Despite the fact that I'm responsible for producing all of the images, graphics and site content at TwistedJenius.com, I do not consider myself an artist. Do I create things which could fall under the category of art? Yes. But I certainly would not call myself an artist. I create entertainment. I suppose you could think of this as just a semantics issue, but you should keep in mind that appearance and presentation are extremely important things (especially in dealing with art or entertainment).
There are some definite attributes that are often associated with artists in our culture. Though these things obviously don't apply to all artists, they all are frequently assumed and, many times rightfully so. I believe that many artists acknowledge and even take a certain measure of pride in these stereotypes. There's a kind of general lifestyle that seems to accompany many of the people who work in highly creative fields. A lot of artists are democrats, and aspire to high levels of open mindedness. These types of people are often concerned with larger social issues and enjoy engaging in various degrees of rebellion against more established institutions and ideas. I've also noticed that many artists are extremely serious and humorless about their work. They are very concerned about technique and medium, sometimes more than the message or idea behind the work itself. And artists are infamous for denying the importance of money and condemning greed.

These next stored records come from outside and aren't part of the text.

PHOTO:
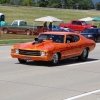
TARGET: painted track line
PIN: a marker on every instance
(82, 63)
(82, 95)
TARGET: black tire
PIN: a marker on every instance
(84, 55)
(21, 61)
(55, 59)
(95, 39)
(28, 32)
(5, 30)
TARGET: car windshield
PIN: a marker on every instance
(84, 23)
(90, 31)
(54, 37)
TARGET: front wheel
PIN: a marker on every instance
(55, 59)
(5, 31)
(84, 55)
(28, 32)
(21, 61)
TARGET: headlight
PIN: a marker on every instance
(90, 36)
(17, 51)
(42, 53)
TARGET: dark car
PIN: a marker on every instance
(92, 33)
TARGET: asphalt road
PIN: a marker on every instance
(70, 80)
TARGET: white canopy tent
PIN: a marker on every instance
(48, 19)
(86, 19)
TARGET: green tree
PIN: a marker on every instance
(4, 1)
(27, 2)
(97, 6)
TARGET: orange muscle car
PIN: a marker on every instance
(53, 47)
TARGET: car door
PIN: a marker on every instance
(72, 47)
(13, 26)
(99, 34)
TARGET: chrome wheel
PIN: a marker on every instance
(55, 59)
(84, 55)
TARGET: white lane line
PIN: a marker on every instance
(82, 95)
(5, 57)
(83, 63)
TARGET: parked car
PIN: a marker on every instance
(58, 28)
(54, 46)
(77, 25)
(19, 26)
(92, 33)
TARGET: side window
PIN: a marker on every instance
(22, 23)
(74, 22)
(98, 31)
(79, 23)
(70, 39)
(76, 38)
(15, 23)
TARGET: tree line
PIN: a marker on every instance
(65, 4)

The conclusions that can be drawn from hearing the word artist, obviously don't reflect my sinister views or priorities. I am not the type of person to get wrapped up in larger world issues. When it comes to things that don't directly affect me, apathy is my policy. I also display some distinctly capitalistic tendencies (what's the harm in a little selling out, right?). But, aside from blatant villainy, there are several other differences between me and your stereotypical artist. Anyone looking at TwistedJenius.com will notice the humor and general strangeness of some of our content. This is in stark contrast to how seriously many artists take themselves and their work. As an entertainment site, amusement is of much greater concern to us than artistic merit. Obviously, I want my creations to be nice to look at, but this stuff is for fun, and not the kind of thing that should be scrutinized like a painting in a gallery. It's just entertainment!
Another difference is that the ideas that are represented in my creations are much more important than actual artistic technique. Making interesting, but easily discernible philosophical statements is a priority for Twisted Jenius content. The artistic talent or technique that goes into any of our images is only there to help make the general message more accessible and appealing. There isn't a whole lot of room for interpretation or hidden meanings within the images themselves. You shouldn't sit there and analyze any of my graphics to find subtle symbolism and drama in the shapes I use or lines I draw. All of that stuff is pretty obvious. All symbolism is found in whatever is being depicted within the image, never in the medium itself.

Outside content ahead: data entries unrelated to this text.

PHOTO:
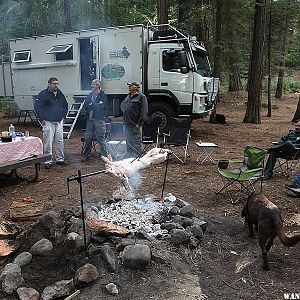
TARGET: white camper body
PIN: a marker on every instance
(173, 68)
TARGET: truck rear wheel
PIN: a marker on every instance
(164, 111)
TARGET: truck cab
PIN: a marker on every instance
(179, 77)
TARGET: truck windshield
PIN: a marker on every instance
(202, 64)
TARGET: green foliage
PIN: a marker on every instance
(8, 107)
(289, 85)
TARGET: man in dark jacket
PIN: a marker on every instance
(51, 108)
(135, 114)
(288, 147)
(96, 109)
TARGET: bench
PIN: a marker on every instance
(12, 166)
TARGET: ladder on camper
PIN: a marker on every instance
(72, 116)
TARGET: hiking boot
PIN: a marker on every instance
(293, 185)
(62, 163)
(47, 166)
(267, 176)
(85, 158)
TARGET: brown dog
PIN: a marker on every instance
(266, 218)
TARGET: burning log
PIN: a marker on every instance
(125, 168)
(100, 226)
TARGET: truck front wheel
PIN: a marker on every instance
(162, 110)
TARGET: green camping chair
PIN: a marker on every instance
(246, 175)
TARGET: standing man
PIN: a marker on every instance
(96, 109)
(51, 108)
(135, 113)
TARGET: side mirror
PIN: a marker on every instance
(183, 59)
(184, 70)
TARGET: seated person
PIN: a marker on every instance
(295, 184)
(287, 148)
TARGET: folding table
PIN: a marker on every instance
(206, 152)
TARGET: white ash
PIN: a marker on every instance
(136, 214)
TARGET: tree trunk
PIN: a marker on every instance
(162, 11)
(253, 112)
(269, 68)
(297, 113)
(218, 52)
(279, 87)
(67, 16)
(235, 83)
(181, 12)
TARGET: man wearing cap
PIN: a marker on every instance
(135, 113)
(96, 108)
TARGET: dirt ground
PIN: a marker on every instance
(227, 265)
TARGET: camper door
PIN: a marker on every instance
(89, 61)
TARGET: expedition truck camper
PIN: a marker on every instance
(173, 69)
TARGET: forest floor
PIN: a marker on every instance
(227, 264)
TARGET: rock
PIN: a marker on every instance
(98, 239)
(193, 242)
(28, 294)
(76, 225)
(160, 255)
(58, 289)
(86, 274)
(142, 234)
(43, 247)
(136, 256)
(112, 289)
(7, 247)
(196, 230)
(183, 221)
(109, 257)
(23, 259)
(201, 223)
(8, 230)
(174, 210)
(94, 250)
(168, 226)
(186, 222)
(75, 241)
(11, 282)
(10, 268)
(124, 242)
(179, 237)
(187, 211)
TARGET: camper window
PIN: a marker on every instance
(62, 52)
(22, 56)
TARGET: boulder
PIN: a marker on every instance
(42, 248)
(58, 289)
(28, 294)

I would say that this is the biggest difference between art and entertainment, art has a much greater emphasis on implementation, whereas entertainment is purely about enjoyment or stimulation. The two can and do overlap, but I think that it's important to judge them each on their own merits. Many people seem to want to gauge the quality of entertainment based on artistic standards (this especially applies to things like movies and video games); however, it seems to me that there is an obvious and growing place in our culture for entertainment that may not live up to the standards of "good" art. It shouldn't have to; after all, entertainment is about stimulation and fun. Even in environments where everyone takes art very seriously, true masterpieces are few and far between. Some people act as though it's a crime to create anything less than "exceptional" art. Are we supposed to believe that creativity should only be expressed for purposes of professional recognition or scholarly notice? It's very interesting to me that in a world where everyone claims to be a "professional", amateur has become a dirty word. Has everyone forgotten that being an "amateur" means that you enjoy what you're doing, and that all exceptional professionals have to start out as amateurs?
As villains, we are in a perfect social position to stand up and question any rigid standards others may place on the quality of our entertainment. "So what if it's kind of shallow or cliché or completely riddled with sex, violence and strangeness; its fun and we enjoy it!" It should be apparent to anyone reading my rants that I strongly believe in the pleasures of entertainment. Despite the fact that I like to present myself as being a royal sellout, the truth is that I'm equally selfish when it comes to what I create for this site. I'd don't make creative decisions based solely on what I think will be profitable. Everything I do, I do for my own enjoyment and passion. And I'm not afraid to admit that I love looking at my own work (what better site to spend your time at, then the one you've created yourself, based on your own ideas and preferences). Perhaps I actually have more in common with real artists than I originally thought. But don't tell them that, after all, I've got a reputation to uphold.